Quality Fluctuations in Networks

2019-11-22

A small error can quickly lead to performance fluctuations in a network and affect application delivery. Accurate measuring and analysis tools help to detect the causes of such quality fluctuations, enabling network administrators to prevent them.

A juddering video at home can spoil the evening, a frozen input screen at the health insurance service counter annoys customer and consultant, the lame robot arm causes productivity losses. Whether at home, in the office or in the factory, a trouble-free network is the holy grail of every network administrator. The goal is to manage a network in such a way that isolated errors do not create major issues. This requires an understanding of the causes of quality fluctuations as well as deploying suitable measurement equipment.

Fluctuating network problems can be diverse. At the packet level, there are three main issues; packets are either lost, delayed, or arrive with irregularities known as jitter, especially in a Voice over IP (VoIP) connection. There is no guarantee in VoIP connections when packets will arrive. since it relies on the UDP/IP protocol.

Two network protocols are fundamental: TCP/IP and UDP/IP. TCP/IP is used to guarantee error-free data delivery. Packet loss due to overload or poor connections will not result in data loss but the user will experience noticeable retransmission delays.

UDP/IP on the other hand, a ‘best effort’ protocol is used when the loss of a packet or two is not critical. In audio, VoIP, online gaming, and streaming content such as YouTube; such packet losses do not require retransmission. Instead, service quality drops resulting in poor voice calls, pixel freeze and video frame losses. Network problems can therefore lead to different user service quality depending on the protocol used.

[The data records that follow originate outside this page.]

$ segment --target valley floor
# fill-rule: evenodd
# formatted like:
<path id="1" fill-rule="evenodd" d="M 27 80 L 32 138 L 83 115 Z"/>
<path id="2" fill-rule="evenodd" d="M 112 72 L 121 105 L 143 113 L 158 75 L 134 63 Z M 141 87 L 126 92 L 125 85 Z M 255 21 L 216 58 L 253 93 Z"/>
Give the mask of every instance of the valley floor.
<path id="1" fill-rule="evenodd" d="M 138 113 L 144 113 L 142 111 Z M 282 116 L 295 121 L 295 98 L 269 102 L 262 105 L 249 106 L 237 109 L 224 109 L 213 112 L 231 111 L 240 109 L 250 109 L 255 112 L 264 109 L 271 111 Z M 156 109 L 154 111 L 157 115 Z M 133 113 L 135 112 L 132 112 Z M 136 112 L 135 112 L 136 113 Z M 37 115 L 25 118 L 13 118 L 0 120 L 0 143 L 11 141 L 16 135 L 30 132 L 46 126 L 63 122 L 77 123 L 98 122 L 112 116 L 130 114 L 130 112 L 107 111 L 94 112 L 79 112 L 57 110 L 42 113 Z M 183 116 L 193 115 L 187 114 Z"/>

Problems due to variable bandwidths

Variable bandwidths can cause quality fluctuations. The bandwidth required for end devices is now so high that it is easy for individual users to max out their Internet access. For example, one user may utilise an Internet downlink at 1 GBit/s in their internal network. A second user in the same network may only receive a maximum of 50 percent of the Internet bandwidth due to poor resource management.

With Wi-Fi 5, a wireless LAN (WLAN) can achieve data rates similar to a LAN cable. Mobile devices can generate high bandwidth at short notice which internal routers and services must handle.

From the user point of view, multiple transmission paths (cable versus wireless) have a high bandwidth advantage. However, WLAN reception can suddenly collapse and the user notices delays because the connection becomes unexpectedly slow. If a download is running at 10 MBit/s and suddenly drops to only 1 MBit/s, this delay can be frustrating. The reason for such fluctuating bandwidth can be poor wireless reception, a high internal network load or a combination of both. The bandwidth may fluctuate at random, for example, when video delivery dynamically adapts display resolution to match the available bandwidth. High available bandwidth leads to high utilisation, even if this may not be good for the user.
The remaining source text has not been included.